Интересное для моих детей начинается вечером, когда с лугов домой возвращаются сытые, наевшиеся сочной травы коровы, телята, буйволицы и овцы. Начинается самая настоящая суматоха по делению овец на своих и чужих. А дети бегают между ними, путаются под ногами дедушки и мешают ему. Овцы рассыпаются в разные стороны, а мои мальчишки бегают среди них с длинными прутиками в руках и стараются непременно коснуться палочкой каждой из них.
– A bu uşaqlari göturün də burdan, goymurlar axı işimi görəm (ну заберите детей отсюда, они же мешают мне), – кричит нам дедушка, на что бабушка, не соглашаясь с ним, с сарказмом отвечает:
– Nə var ə, nə olub, qoy goyunları görsünlər də, hara qacacaglar, gacsa özümüz gətirərik (ну что ты ворчишь, пусть посмотрят на овец, куда они убегут, а если убегут, сами и вернем).

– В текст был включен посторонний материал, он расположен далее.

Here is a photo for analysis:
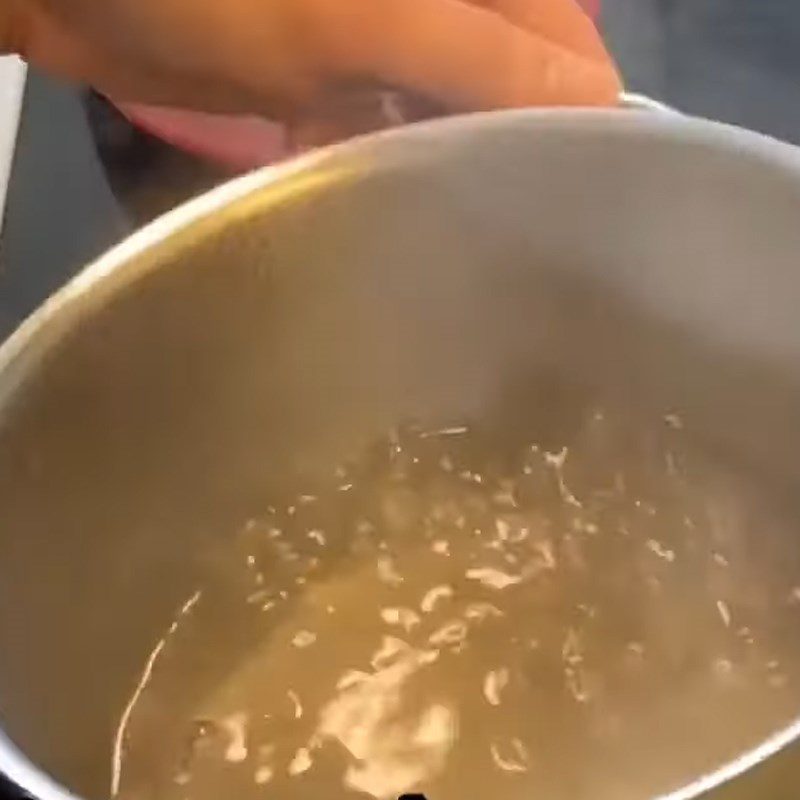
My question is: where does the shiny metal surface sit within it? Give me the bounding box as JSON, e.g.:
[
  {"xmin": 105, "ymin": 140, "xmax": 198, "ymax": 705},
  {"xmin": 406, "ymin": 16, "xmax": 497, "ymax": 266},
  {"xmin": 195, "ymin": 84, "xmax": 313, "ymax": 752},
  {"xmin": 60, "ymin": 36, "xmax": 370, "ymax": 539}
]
[{"xmin": 0, "ymin": 111, "xmax": 800, "ymax": 800}]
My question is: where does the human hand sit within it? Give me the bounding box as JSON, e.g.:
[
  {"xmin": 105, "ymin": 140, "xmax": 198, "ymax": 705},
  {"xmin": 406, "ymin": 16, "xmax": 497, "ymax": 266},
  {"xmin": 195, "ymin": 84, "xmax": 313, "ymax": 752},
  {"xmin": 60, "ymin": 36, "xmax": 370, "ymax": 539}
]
[{"xmin": 0, "ymin": 0, "xmax": 620, "ymax": 120}]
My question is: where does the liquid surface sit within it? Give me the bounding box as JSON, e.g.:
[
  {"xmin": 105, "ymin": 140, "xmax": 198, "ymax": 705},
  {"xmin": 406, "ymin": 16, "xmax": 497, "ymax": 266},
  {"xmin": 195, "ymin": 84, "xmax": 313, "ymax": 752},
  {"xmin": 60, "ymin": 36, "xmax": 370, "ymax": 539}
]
[{"xmin": 113, "ymin": 412, "xmax": 800, "ymax": 800}]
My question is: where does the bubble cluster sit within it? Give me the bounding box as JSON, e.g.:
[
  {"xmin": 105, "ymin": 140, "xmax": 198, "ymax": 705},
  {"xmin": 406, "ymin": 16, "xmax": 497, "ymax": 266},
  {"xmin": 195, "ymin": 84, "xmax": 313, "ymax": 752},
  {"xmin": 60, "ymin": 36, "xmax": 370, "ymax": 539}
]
[{"xmin": 114, "ymin": 411, "xmax": 800, "ymax": 800}]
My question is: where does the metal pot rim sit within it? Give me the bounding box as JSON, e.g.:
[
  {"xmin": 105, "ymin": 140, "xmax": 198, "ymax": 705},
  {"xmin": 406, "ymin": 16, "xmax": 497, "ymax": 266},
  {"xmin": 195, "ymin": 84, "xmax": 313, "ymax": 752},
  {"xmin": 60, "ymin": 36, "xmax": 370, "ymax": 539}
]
[{"xmin": 0, "ymin": 103, "xmax": 800, "ymax": 800}]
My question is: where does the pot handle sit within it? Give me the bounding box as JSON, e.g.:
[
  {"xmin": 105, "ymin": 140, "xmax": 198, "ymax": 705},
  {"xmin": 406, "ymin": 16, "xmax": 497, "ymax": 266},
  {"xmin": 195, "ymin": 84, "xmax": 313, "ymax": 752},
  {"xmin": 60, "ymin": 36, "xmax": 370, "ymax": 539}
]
[{"xmin": 619, "ymin": 92, "xmax": 680, "ymax": 114}]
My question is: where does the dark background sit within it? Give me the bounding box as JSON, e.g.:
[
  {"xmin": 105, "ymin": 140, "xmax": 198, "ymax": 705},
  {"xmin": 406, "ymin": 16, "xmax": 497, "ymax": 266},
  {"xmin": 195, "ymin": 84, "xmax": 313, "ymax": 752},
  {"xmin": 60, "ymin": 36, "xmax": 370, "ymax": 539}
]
[{"xmin": 0, "ymin": 0, "xmax": 800, "ymax": 800}]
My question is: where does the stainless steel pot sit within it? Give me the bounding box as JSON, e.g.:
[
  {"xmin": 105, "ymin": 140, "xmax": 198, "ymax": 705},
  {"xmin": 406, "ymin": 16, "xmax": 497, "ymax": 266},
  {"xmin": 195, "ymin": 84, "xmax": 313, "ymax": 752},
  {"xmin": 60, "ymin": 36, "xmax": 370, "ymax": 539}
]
[{"xmin": 0, "ymin": 111, "xmax": 800, "ymax": 800}]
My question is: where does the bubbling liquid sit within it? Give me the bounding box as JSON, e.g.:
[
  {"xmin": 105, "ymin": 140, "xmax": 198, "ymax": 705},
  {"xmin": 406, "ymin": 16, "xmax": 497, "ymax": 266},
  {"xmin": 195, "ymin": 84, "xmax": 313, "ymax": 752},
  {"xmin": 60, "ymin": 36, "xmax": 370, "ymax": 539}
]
[{"xmin": 113, "ymin": 412, "xmax": 800, "ymax": 800}]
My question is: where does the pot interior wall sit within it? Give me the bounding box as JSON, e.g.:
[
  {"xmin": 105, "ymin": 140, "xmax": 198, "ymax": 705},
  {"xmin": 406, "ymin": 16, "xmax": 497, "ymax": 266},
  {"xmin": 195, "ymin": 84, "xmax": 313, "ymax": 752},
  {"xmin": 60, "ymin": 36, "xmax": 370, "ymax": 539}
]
[{"xmin": 0, "ymin": 113, "xmax": 800, "ymax": 798}]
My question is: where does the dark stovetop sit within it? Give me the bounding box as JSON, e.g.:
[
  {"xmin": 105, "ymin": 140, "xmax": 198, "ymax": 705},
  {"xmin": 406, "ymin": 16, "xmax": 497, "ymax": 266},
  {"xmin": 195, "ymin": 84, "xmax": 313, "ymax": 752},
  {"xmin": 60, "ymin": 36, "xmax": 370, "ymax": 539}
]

От бесполезности разговора свекор машет рукой и продолжает заниматься своим делом. Camış (буйволицы) с огромными рогами, испачканные в грязи до половины брюха, жующие свою вечную жвачку, медленно заходят в свой двор, затем проходят в загон. За ними также медленно идет корова с подросшим с весны теленком. Свекор криком «xoş, xoş», направляет их в разные загоны. Это необходимо для безопасности теленка, потому что своенравные, воинственные буйволицы, а их две, вполне могут забодать его и серьезно ранить.
Тут в загон приходит свекровь с ведром, в которое налито немного воды. Она подходит к буйволице, обмыв соски, начинает доить. Буйволиное молоко отличается от коровьего и вкусом и запахом. Его не так уж и много, литра два дает каждая из буйволиц, но, как говорит свекровь, оно очень жирное и калорийнее, чем коровье. Пить это молоко практически невозможно, только если смешать его с коровьим, или даже с водой. Кстати, по утрам и вечерам на стол непременно подавалось вскипяченное горячее молоко, которое с большим удовольствием пили не только дети, но и мы все.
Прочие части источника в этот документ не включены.